Réfugiés à Chisinau en Moldavie 26 février 2022

Une émigration massive sans retour des Juifs d’Ukraine en général et d’Odessa en particulier équivaudrait à une seconde disparition pour cette communauté qui a eu tant de mal à se reconstruire.

Réfugiés odessites à l’aéroport de Tel Aviv 6 mars 2022

SOURCES

France Inter

Musée de l’holocauste de Whashington

Interview du réalisateur Ady Walter auteur de Winter on Fire sur la révolution orange de 2004 et qui reconstitue le yiddishland ukrainien dans le film Schtetl en langue yiddish.

Interview par Jannis Roder historien de Thomas Chopard et Lisa Vapné (historiens) sur l’acculturation des Juifs d’Ukraine et la situation actuelle

Sur le patrimoine odessite

NOTES

Ion Antonescu (1882-1946) : militaire roumain devenu chef d’un gouvernement fasciste de 1941 à 1944. Allié aux Nazis, responsable des nombreux massacres de Juifs roumains et odessites. Il est fusillé en 1946 pour crimes de guerre.

Politique de Staline vis-à-vis des Juifs : on peut remarquer l’attitude paradoxale du pouvoir russe qui dans un premier temps en juin 1941 a prononcé la loi martiale, obligeant tous les ressortissants des régions russes occupées par les nazis, à rester sur place. Puis des évacuations ont eu lieu mais pour des privilégiés ou des ouvriers qualifiés. Des minorités ethniques ou religieuses ont été ainsi « soviétisées ». Après juillet 1941 ,les Juifs ont été instrumentalisés par Staline sous forme de Comité d’aide aux Juifs (CAJ), pour susciter la générosité des Juifs du monde entier, en particulier américains.
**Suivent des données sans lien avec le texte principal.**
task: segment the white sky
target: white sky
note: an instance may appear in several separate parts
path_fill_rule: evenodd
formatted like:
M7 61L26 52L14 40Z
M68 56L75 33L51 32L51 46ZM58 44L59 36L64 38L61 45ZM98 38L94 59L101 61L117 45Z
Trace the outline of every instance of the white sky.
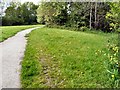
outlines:
M33 2L34 4L39 4L40 0L19 0L21 3L24 2Z

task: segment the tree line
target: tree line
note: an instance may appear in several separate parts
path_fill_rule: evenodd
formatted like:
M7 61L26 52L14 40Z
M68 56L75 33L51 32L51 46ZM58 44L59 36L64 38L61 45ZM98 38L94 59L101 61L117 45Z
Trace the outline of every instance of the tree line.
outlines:
M120 26L120 2L42 2L37 20L80 30L116 31Z
M30 25L37 23L38 5L32 2L11 2L2 17L2 25Z
M50 0L51 1L51 0ZM120 28L119 2L11 2L2 17L2 25L46 24L76 30L96 29L104 32Z

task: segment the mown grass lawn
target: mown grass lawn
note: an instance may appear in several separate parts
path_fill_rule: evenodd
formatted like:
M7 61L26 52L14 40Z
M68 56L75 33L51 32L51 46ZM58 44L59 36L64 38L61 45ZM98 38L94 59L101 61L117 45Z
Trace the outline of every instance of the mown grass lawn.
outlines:
M24 26L2 26L0 27L0 42L7 38L14 36L17 32L32 28L38 25L24 25Z
M111 87L104 56L116 34L92 34L41 28L28 35L22 61L23 88Z

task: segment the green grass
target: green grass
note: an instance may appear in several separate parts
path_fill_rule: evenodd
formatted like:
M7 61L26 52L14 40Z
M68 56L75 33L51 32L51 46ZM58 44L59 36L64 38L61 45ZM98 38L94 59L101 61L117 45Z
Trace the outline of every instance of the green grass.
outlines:
M107 40L116 38L116 34L92 34L55 28L32 31L22 61L22 87L111 87L104 64L106 56L98 50L106 50Z
M14 36L17 32L36 27L38 25L24 25L24 26L2 26L0 27L0 42L7 38Z

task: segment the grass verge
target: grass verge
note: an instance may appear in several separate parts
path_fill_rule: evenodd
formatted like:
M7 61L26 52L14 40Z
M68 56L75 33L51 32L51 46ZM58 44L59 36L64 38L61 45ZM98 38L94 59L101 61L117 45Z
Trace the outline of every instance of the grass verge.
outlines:
M108 39L116 34L92 34L41 28L29 34L22 61L23 88L111 87L106 66Z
De même il commande aux écrivains Vassili Grossman et Ilya Ehrenbourg un « livre noir » des persécutions nazies en URSS. Le livre qui met en avant les persécutions contre les Juifs est interdit en 1946 et la plupart des Juifs du CAJ seront fusillés.
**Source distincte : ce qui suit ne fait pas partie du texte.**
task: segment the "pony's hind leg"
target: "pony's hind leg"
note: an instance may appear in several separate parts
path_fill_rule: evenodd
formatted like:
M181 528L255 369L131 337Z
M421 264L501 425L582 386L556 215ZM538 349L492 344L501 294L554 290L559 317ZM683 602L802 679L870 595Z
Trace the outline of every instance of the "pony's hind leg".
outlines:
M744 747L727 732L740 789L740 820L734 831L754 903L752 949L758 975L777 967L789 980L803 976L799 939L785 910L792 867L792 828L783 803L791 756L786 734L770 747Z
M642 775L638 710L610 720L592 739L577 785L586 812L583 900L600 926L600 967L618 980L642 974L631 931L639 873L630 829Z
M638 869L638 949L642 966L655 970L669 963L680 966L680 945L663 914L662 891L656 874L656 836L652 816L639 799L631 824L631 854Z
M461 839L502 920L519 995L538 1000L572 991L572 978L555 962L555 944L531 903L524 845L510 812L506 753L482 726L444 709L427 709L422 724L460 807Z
Babi Yar : ravin à l’ouest de Kiev où a été commis le plus grand massacre de Juifs en URSS (33 715 morts) les 29 et 30 septembre 1941 pendant « la Shoah par balles ». Les responsables en sont des SS Einsatzgruppen aidés par des groupes de nationalistes ukrainiens. Un Mémorial a vu le jour seulement en 2001 et celui-ci a subi les dommages collatéraux (involontaires?) d’une bombe russe, en mars 2022.

Bataillon Azov : appelé aussi Corps Noir. C’est une unité militaire ukrainienne ultra-nationaliste, nostalgique du nazisme et antisémite qui s’est formée en 2014 pour lutter contre les pro-russes lors de la guerre dans le Donbass en 2014. Il compte 5000 hommes qui aujourd’hui luttent au sein de l’armée ukrainienne contre l’armée de Poutine. Il serait? moins antisémite.